Example 3 Causes of Death in the US

Data Analysis & Visualization

I used Tableau Public for data visualization. With the cleaned up dataset uploaded, I started with grouping leading causes, sex, and ethnicity into big categories for better analysis afterward. Then I began several trying of filtering data elements to determine the best way to encode the values and create the visualizations.

Results & Findings

1. Diseases of Heart was New York City’s leading cause of death from 2012 to 2016.

From figure 1 we could see that the majority of deaths are attributed to the Diseases of Heart which accounted for more than 6% of total deaths from 2012 to 2016. The follow up cause is Malignant Neoplasms that held 5% of total deaths continuously over the years.

Figure 1 New York City Leading causes of death

2. More female died because of Diseases of Heart than male. 

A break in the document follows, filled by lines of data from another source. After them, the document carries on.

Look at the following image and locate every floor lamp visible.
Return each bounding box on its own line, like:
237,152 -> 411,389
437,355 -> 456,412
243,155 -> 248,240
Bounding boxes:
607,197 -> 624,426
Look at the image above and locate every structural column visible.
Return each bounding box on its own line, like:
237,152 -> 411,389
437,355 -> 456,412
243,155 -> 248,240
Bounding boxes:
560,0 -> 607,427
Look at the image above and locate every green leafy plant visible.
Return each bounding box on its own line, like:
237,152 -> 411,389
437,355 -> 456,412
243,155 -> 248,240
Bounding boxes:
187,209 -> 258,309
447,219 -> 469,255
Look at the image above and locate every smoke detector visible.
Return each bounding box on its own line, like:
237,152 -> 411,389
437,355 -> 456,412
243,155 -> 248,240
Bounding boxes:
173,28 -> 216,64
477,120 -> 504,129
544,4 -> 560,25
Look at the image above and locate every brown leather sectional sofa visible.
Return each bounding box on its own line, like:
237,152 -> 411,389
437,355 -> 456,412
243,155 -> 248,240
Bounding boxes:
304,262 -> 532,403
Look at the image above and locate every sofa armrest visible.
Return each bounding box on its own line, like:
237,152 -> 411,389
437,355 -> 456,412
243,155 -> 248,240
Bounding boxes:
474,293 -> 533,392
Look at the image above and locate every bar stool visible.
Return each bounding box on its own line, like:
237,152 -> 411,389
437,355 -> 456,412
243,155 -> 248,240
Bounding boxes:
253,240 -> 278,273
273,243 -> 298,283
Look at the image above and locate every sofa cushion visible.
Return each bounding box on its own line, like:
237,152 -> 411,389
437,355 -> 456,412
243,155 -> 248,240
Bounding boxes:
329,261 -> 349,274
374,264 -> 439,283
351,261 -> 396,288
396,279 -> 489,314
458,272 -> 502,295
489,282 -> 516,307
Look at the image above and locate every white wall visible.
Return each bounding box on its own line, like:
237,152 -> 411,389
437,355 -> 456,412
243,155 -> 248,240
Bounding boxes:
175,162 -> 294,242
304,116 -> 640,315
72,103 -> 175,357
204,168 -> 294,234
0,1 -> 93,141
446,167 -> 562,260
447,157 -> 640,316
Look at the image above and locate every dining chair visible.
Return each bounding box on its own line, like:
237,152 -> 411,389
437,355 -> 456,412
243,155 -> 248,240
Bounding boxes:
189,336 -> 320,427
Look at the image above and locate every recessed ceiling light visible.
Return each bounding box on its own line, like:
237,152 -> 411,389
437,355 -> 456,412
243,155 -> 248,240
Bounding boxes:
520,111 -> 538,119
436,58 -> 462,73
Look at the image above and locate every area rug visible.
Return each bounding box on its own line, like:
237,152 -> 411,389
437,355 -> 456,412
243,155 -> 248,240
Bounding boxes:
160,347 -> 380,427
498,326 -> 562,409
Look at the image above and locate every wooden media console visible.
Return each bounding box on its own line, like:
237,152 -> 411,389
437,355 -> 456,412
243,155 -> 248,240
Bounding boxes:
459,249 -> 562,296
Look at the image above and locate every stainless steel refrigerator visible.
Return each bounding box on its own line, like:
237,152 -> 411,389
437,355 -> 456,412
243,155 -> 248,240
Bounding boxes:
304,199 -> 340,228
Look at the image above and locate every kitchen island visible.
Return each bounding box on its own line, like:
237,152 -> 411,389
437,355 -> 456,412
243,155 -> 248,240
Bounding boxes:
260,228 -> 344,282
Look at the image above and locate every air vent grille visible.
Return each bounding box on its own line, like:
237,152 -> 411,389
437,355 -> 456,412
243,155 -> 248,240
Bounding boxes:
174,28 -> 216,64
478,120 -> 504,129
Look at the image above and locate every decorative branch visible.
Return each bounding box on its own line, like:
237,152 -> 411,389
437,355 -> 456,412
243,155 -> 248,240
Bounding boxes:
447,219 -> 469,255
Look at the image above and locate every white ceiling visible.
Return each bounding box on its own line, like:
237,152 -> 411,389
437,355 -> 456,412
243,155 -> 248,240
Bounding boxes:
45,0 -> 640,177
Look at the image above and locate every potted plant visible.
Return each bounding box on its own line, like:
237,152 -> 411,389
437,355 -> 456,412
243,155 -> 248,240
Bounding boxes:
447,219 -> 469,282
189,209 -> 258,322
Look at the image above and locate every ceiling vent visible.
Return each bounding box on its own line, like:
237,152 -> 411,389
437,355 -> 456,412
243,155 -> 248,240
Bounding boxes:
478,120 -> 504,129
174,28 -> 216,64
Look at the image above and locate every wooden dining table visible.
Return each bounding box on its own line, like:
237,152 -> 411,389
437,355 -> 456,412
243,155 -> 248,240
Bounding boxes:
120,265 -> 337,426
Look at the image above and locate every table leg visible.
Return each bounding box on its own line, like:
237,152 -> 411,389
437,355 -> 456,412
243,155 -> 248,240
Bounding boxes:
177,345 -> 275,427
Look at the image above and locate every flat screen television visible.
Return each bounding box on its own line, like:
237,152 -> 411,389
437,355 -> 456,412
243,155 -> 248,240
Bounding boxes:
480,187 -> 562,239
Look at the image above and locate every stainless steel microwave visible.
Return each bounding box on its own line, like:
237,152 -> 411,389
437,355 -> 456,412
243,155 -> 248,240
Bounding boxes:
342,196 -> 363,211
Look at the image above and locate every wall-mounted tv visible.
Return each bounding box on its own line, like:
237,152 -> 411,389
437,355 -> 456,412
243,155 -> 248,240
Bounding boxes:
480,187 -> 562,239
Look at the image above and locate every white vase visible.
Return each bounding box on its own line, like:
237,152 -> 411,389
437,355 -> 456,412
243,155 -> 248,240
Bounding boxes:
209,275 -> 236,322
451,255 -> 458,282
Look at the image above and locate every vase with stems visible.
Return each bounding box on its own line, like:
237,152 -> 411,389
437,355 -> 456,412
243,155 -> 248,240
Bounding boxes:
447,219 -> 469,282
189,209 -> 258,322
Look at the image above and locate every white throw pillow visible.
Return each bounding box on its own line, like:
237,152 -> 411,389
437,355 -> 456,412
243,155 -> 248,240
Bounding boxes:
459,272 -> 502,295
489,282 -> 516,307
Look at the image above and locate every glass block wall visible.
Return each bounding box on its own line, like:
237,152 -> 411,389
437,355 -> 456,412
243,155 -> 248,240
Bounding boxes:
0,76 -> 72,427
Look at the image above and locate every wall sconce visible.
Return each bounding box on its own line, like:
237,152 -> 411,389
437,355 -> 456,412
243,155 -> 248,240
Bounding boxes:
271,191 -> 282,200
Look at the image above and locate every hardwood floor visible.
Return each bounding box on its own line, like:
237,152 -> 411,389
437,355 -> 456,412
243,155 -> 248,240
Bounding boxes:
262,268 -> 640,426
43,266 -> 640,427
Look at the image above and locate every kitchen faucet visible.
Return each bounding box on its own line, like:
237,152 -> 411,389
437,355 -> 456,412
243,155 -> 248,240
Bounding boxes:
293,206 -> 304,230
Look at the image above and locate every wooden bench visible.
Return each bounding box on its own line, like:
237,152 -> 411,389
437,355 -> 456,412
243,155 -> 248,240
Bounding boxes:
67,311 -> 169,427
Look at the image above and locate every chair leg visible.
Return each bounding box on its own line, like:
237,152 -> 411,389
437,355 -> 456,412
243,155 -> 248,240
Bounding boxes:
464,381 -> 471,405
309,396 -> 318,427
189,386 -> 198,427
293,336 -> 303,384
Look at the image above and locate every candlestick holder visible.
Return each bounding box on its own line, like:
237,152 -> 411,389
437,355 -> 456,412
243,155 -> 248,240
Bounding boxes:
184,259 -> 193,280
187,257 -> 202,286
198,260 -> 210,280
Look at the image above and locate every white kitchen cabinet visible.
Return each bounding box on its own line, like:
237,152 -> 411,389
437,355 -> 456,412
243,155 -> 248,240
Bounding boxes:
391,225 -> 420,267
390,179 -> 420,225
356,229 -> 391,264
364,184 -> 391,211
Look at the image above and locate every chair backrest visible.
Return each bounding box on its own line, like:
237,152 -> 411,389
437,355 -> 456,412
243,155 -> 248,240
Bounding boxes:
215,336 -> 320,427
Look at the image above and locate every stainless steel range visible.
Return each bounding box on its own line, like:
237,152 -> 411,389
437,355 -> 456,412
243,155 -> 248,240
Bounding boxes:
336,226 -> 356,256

Figure 2 shows that female held a larger portion of death caused by Diseases of Heart. However, male and female didn’t have large differences in the number of death caused by Diseases of Heart. In fact, figure 3 indicates that the percentage of male kept rising while the percentage of female showed a downward trend overall.

3. White female was affected by the Diseases of Heart the most, yet its percentage was declining.

Figure 4 shows that White people held over half of total deaths caused by Diseases of Heart. However, when looking into the trend from 2012 to 2016 in figure 5, we could find that White was the only ethnicity group that kept declining. Moreover, within White people, when male has declined for a while but risen since 2014, female has continuously fallen in its percentage of total deaths caused by the Diseases of Heart (figure 6).

Figure 4 Death caused by Diseases of Heart (Race)

4. The leading causes of death across sex and ethnicity groups were the same which were Diseases of Heart and Malignant Neoplasms.

These stacked bar graphs (Figure 7, 8) below show that causes of death didn’t vary significantly by sex and ethnicity. Diseases of Heart and Malignant Neoplasms were the main reasons that caused people’s death for all the demographic groups.

Figure 7 Leading Causes of Death by Sex
Figure 8 Leading Causes of Death by Race

Reflection

Overall, I believe the visualizations I made were able to answer the questions I wanted to address in this report. However, in the process of making the graphs and charts, there’s a problem kept bothering me. There were too many kinds of causes of death and some of them had really long names that it’s hard to show them all in one chart. Therefore, I chose to omit the ones that were less important, yet I wasn’t sure if the information would still be clear enough because of this. Perhaps I should group those causes into bigger categories for better visualizations next time. Besides, how to retain the color consistency was another task to me since there were causes of death, ethnicity groups, and two genders that needed colors for differentiation. When I look into the visualizations I made, I feel like there are too many colors appearing at the same time which might cause some confusions to the reader.

For future directions, I would like to join more data of age groups, location groups, income level, education level, etc…. I believe it would be helpful to further understand the socioeconomic and demographic characteristics of the population affected by the leading causes of death.

Materials

Softwares

  • OpenRefine: A open-source tool for data cleanup.
  • Tableau Public: A free software for creating interactive data visualizations.